О судьбе монастыря на вершине горы белые ничего не знали. Ариэль предполагал, что монастырь давно уже занят драконидами, как и всё царство. Принц пока не имел ни одной мысли о том, как они будут штурмовать гору, он понимал, что это задача величайшей сложности. Его полководцам надо было осмотреться на местности, и тогда они разработают план операции.

Вечер застал их километрах в десяти от цели похода, гора отсюда уже была хорошо видна, но что происходит на её вершине, невозможно было понять. Сыграли отбой, расположившись лагерем на ночлег с тем, чтобы поутру стремительным броском приблизиться к цели и всё выяснить.

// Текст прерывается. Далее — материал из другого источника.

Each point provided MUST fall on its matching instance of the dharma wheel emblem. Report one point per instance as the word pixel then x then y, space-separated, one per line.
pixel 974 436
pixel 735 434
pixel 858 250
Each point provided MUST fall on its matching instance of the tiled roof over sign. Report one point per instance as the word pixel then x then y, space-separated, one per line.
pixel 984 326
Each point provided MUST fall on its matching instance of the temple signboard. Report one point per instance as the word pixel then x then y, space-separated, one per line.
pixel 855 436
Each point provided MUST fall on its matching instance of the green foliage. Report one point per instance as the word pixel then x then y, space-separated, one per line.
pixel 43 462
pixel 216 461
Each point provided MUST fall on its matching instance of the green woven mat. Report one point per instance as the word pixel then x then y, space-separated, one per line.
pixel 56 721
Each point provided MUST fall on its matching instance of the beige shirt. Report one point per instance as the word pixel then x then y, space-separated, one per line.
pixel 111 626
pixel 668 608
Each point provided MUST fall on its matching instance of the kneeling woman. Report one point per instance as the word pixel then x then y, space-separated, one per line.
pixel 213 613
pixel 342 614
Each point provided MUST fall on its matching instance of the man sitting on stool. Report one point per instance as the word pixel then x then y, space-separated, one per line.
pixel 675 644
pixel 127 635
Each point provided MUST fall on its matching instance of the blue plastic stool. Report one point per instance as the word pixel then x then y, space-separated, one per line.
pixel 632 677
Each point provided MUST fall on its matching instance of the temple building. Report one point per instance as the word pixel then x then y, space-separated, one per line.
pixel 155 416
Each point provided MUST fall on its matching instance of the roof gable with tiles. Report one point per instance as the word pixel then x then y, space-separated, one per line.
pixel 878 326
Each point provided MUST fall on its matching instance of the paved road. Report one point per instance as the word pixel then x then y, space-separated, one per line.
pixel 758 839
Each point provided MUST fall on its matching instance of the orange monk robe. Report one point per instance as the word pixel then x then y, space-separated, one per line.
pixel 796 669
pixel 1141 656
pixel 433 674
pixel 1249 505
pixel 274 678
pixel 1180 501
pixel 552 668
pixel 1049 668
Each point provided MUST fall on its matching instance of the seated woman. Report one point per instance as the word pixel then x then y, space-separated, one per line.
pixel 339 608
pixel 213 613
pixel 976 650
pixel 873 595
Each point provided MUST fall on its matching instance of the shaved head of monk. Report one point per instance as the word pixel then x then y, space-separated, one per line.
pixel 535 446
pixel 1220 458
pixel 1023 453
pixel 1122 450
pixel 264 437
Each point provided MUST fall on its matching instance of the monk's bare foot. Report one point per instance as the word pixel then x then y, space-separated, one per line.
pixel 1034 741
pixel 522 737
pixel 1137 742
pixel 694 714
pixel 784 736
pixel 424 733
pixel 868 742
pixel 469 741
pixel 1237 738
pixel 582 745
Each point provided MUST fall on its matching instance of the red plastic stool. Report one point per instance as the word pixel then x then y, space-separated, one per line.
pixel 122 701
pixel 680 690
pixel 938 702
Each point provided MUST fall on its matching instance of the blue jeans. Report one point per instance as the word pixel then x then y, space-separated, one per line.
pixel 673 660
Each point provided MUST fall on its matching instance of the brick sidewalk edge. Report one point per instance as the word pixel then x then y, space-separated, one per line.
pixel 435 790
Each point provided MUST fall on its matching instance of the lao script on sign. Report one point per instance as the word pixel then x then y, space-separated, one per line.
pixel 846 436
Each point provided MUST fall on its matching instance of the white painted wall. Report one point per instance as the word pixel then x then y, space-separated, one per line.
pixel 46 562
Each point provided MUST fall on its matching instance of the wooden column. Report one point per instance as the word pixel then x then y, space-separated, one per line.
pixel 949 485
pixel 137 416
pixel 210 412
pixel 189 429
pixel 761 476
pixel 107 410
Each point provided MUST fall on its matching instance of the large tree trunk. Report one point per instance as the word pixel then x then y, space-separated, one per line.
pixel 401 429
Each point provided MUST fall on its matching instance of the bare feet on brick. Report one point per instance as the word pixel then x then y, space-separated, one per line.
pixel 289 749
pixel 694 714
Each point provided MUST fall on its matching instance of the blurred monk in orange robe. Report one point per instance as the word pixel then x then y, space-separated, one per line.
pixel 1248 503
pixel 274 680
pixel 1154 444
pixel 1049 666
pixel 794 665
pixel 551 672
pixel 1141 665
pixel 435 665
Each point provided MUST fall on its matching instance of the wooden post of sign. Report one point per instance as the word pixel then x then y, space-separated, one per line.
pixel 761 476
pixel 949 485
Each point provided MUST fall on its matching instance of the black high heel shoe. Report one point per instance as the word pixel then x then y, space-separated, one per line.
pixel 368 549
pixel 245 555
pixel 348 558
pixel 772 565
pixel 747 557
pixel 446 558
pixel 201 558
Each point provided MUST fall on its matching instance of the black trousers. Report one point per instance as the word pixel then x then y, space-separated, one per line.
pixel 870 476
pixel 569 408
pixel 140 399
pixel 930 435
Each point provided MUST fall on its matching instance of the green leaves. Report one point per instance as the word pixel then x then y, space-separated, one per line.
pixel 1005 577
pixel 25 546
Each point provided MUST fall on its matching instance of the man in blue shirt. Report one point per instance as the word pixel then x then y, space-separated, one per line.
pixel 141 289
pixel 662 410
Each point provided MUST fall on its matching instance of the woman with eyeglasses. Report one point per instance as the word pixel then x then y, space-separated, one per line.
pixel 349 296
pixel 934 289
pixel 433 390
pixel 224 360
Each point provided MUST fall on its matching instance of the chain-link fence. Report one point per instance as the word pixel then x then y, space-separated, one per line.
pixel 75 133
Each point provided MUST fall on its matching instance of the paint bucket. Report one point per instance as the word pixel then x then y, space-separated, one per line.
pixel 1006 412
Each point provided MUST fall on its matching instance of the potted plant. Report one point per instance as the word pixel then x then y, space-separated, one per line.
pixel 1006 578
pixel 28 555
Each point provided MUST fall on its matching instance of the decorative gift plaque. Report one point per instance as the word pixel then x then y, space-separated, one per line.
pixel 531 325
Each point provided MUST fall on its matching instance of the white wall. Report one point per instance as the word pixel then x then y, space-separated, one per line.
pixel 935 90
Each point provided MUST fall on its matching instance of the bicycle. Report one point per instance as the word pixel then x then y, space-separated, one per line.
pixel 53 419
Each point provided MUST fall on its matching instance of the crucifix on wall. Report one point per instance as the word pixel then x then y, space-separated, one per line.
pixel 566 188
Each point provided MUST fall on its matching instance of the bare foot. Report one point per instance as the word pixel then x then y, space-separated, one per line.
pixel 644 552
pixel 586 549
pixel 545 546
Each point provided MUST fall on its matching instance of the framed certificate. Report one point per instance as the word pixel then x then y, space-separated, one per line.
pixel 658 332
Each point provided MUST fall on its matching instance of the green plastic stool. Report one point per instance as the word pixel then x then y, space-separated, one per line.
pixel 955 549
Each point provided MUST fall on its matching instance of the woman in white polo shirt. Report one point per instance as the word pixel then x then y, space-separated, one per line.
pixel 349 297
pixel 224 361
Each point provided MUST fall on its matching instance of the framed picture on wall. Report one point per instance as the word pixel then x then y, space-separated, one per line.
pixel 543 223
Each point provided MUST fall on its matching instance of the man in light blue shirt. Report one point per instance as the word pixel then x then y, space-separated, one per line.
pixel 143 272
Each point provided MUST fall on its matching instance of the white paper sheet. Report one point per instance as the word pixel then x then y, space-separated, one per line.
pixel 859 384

Ариэль никак не мог уснуть, провалявшись час в палатке, он вышел на улицу и стал смотреть на гору, окутанную мраком. Даже его очень острое зрение не позволяло что-либо рассмотреть. Он пытался молиться, но нервы были настолько взвинчены, что молитва не шла, она получалась отрывочной, мысли разбегались, хотя обдумывать пока было особо нечего, он не мог сосредоточиться. Сзади к нему подошёл Стратоник, которому тоже не спалось:

— Стыдно признаться, но я никогда здесь не был. Несколько раз собирался совершить паломничество к мощам святого апостола Фомы, но так и не собрался.

— А я здесь был, — задумчиво сказал Ариэль. — Перед тем, как отправиться во внешний мир. Величайшая святыня. Никогда не забуду того благодатного состояния, которое тогда пережил. Сейчас той благодати уже не будет. Мы — свора кровавых чудовищ, совсем не похожих на паломников.

— Это так, — Стратоник тоже стал задумчив. — Но уж какие есть. Мы расчистим путь будущим паломникам. Благодать вновь вернется на эту гору. А мы так и останемся чудовищами, не достойными этой благодати… Что там вокруг горы?

— Глубокие воды. Раньше накануне дня святого Фомы воды уходили, и паломники спускались на дно ущелья по ступеням, а потом поднимались на гору. Это было Божье чудо, сейчас воды уже не уйдут, чудеса в нашем царстве иссякли.

— А что с нашей стороны глубоких вод?

— По берегу кольцом расположены 12 монастырей в честь апостолов. Эти-то монастыри нам завтра и придётся штурмовать, а как воду перейдём, как на гору полезем — ума не приложу. Подъём на гору и так тяжёл, а если ещё сверху нам будут бить мечами по головам, станет совсем не весело.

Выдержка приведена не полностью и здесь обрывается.